Friday, May 29, 2009

Bad Dog!

I wanted to do some training, so I pulled a bag full of chopped treats from the freezer. The treats were of course frozen together, so I left them on the counter to thaw a bit.... This was my preferred training treat bag, with a waistband and a French hinge and a little pocket for my clicker storage.

My mother pulled into my driveway, and I went out to see what she wanted. I was standing on the porch talking when I heard what sounded like a click. And then another. And then another click. Yes, those were definitely clicks.

I turned and peeked through the window! "Get off of there, you mutt!" I laughed. Laev had jumped onto the counter and (probably) whacked the treat bag, activating the clicker. Marked, she had then happily reinforced herself from the bag. She was now merrily clicking and eating (though I don't know how much of the clicking was still intentional by the time I noticed).

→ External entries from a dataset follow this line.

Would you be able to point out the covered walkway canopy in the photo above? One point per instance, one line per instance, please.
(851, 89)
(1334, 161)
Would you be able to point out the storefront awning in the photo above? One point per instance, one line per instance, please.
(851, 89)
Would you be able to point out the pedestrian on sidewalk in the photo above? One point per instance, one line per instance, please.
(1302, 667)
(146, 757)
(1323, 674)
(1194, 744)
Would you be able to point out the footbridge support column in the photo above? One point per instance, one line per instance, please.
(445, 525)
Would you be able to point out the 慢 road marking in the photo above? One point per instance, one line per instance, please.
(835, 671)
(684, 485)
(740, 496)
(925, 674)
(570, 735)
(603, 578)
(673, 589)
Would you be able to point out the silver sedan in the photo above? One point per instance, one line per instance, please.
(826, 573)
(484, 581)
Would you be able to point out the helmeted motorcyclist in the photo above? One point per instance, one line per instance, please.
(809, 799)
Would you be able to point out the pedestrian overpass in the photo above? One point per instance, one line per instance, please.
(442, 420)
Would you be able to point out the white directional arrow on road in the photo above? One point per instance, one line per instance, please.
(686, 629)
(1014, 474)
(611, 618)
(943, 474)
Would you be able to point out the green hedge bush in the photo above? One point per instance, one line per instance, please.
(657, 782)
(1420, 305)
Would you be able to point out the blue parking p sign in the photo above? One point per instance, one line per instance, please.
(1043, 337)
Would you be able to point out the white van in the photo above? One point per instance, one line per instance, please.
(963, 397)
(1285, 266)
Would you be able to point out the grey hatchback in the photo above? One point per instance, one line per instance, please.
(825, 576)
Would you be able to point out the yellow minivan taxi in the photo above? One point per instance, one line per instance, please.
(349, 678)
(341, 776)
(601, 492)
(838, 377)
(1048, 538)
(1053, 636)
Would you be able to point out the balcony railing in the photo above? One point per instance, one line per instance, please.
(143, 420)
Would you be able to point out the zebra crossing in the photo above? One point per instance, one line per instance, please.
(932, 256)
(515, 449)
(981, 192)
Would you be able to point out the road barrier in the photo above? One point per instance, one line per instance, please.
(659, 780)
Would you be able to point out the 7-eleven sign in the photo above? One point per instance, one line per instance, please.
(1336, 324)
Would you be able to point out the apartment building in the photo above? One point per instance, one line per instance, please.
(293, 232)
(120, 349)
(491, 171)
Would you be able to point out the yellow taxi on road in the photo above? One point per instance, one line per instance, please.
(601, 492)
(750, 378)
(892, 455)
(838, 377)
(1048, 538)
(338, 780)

Laev, reproofed but happy to see me, moved away from the treat bag and peered through the window, wagging. "No, all the way off," I pressed, and she dropped back to the floor. I should have been more outraged, but the idea of her clicking herself for getting on the counter was kind of funny in a bad-dog way.

Tuesday, May 19, 2009

We Survived.

Well, I made the right choice. Laev bombed her track on Saturday, which was I think part loaded-for-failure (as I said, we weren't going in good shape) and far more lack of preparation. She's tracked another person only three times in her life, and she triple-checked the start of the track, which is very unusual for her, so I knew she was uncertain. Once she got off the track, she kept casting as requested, and I could see a slight hesitation as she crossed the track -- but she was looking for my scent in a field where I'd never been.

I wasn't upset; why worry that my dog didn't do something I hadn't trained her to do? We track over other people and crosstracks all the time, and Laev has learned to look for my scent among others. I need to enlist other tracklayers, and Laev will get it quickly. I'm not worried.

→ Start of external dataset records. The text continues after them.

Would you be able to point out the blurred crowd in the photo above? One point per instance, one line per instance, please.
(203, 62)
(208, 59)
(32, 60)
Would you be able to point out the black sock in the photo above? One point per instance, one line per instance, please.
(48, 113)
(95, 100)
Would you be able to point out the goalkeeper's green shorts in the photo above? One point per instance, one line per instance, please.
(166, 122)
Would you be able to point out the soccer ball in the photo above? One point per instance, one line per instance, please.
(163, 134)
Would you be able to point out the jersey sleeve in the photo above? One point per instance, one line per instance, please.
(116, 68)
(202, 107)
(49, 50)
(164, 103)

More importantly, I've had time to think about re-training. Laev is talking to me again ;-) in that she played with me on the training field (no gunfire) and, while not nearly where she was, is performing her obedience with more enthusiasm. I also set her up for two long downs, traditionally her worst exercise (because *I* hate training duration), and she never offered to budge, even when a loose dog headed for her and made her tighten anxiously. (The dog was called off before reaching her.) I think part of that success was a change in location on the field; there was no history of gunfire in that long down geography. But it's something I can use.

Friday, May 15, 2009

Those on the Ground Have No Fear of Falling.

So... yeah.

A couple of weeks ago, I realized that Laev had a gunfire problem. A real gunfire problem, not just the minor twitch I thought we had. It's tough with Laev; she doesn't show stress very obviously, and it's not until extremes that she starts to look as bad as she is. Where other dogs will be whining, panting, showing the whites of the eyes, or raising a paw, Laev flattens her ears and pulls back the corner of her mouth only. It's easy to miss. Then something goes wrong, and I wonder, "Where did that come from?"

There's also a consistent delay, because Laev really does have a nice work ethic, and she will try to continue for a while before things collapse. This is why Laev twitched at the gunfire in December but didn't break the heel until about 20 seconds later. This, I have gradually realized, is a regular pattern. Okay, I'm slow.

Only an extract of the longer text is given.